Bu yumuşak üslup, zamanın Spor Dairesi Müdürü sevgili Metin Özerem’in sert üslubu nedeni ile zaman zaman yazılarıma “İki farklı üslup” diye konu bile olmuştu.
O zaman Sayın Dürüst’ün yumuşak üslubu ve yapıcı düşüncelerinden etkilendiğimi itiraf etmeliyim.
Ancak artık üslup ve ifade edilen düşüncelerin yanında bir de icraatlar var.

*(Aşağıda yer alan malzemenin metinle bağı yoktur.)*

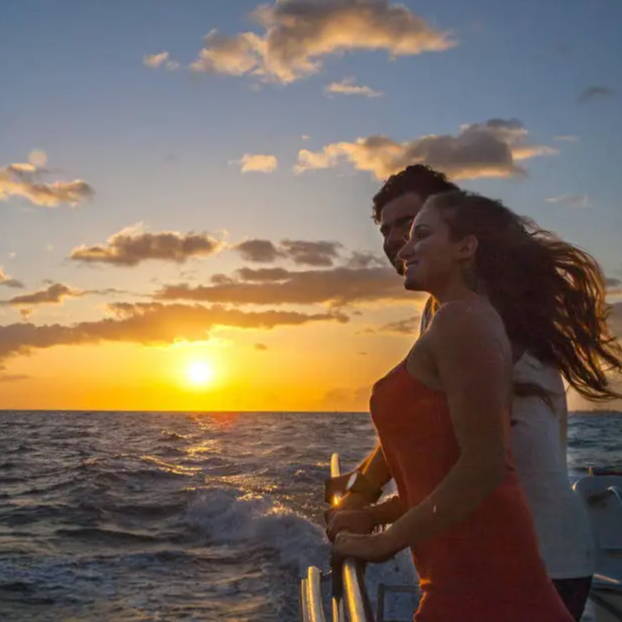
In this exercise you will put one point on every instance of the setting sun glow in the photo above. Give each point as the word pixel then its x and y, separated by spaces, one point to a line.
pixel 199 373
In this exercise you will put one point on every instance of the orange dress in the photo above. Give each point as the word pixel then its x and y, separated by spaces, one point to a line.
pixel 485 568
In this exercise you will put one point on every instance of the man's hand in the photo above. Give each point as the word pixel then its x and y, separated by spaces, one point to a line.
pixel 371 548
pixel 354 521
pixel 335 486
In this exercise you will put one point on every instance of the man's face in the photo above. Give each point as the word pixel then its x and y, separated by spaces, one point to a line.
pixel 395 220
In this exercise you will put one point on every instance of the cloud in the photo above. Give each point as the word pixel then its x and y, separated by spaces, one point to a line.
pixel 595 92
pixel 321 253
pixel 301 252
pixel 299 33
pixel 25 179
pixel 259 251
pixel 337 286
pixel 348 86
pixel 364 259
pixel 131 246
pixel 12 377
pixel 162 59
pixel 257 163
pixel 575 201
pixel 261 275
pixel 354 399
pixel 148 324
pixel 489 149
pixel 8 281
pixel 407 326
pixel 54 294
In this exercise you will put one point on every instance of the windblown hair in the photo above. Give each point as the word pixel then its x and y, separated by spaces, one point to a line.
pixel 550 294
pixel 418 178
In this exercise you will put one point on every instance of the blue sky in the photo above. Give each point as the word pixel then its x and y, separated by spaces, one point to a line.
pixel 162 147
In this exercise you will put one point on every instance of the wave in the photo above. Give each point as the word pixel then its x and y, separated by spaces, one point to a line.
pixel 229 516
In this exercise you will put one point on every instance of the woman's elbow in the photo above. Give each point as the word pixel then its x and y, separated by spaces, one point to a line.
pixel 487 471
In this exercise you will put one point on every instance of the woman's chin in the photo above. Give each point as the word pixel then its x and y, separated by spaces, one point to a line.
pixel 412 284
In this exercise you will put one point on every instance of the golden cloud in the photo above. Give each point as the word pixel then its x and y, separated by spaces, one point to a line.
pixel 337 286
pixel 348 86
pixel 24 179
pixel 54 294
pixel 489 149
pixel 257 163
pixel 131 246
pixel 299 33
pixel 148 324
pixel 9 281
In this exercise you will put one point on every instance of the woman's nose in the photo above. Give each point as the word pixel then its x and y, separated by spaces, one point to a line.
pixel 406 249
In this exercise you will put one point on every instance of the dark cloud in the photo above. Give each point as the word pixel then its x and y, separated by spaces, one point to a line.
pixel 407 326
pixel 259 251
pixel 321 253
pixel 301 252
pixel 337 286
pixel 221 279
pixel 260 275
pixel 489 149
pixel 299 33
pixel 364 259
pixel 595 92
pixel 148 323
pixel 132 246
pixel 53 294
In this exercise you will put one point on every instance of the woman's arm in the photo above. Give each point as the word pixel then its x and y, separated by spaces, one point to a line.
pixel 365 519
pixel 473 359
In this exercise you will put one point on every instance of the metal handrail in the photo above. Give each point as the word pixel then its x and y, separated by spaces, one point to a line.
pixel 599 497
pixel 354 592
pixel 347 586
pixel 314 607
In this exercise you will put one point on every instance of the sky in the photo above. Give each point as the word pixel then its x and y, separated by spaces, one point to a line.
pixel 186 187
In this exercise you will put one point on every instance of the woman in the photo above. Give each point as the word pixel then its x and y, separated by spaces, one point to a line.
pixel 443 414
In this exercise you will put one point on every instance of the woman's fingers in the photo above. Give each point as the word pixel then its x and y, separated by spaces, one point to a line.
pixel 354 521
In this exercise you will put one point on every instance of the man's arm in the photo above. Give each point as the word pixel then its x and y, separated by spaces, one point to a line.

Toplantıya katılamadım, ama gerek medyadan, gerekse spor yazarı arkadaşlarımdan edindiğim bilgiye göre Sayın Kemal Dürüst’ün, “Spor Yazarları benim doğal danışmanlarımdır” açıklaması spor yazarları ile geçtiğimiz hafta yaptığı yemekli toplantıda da devam etmiş.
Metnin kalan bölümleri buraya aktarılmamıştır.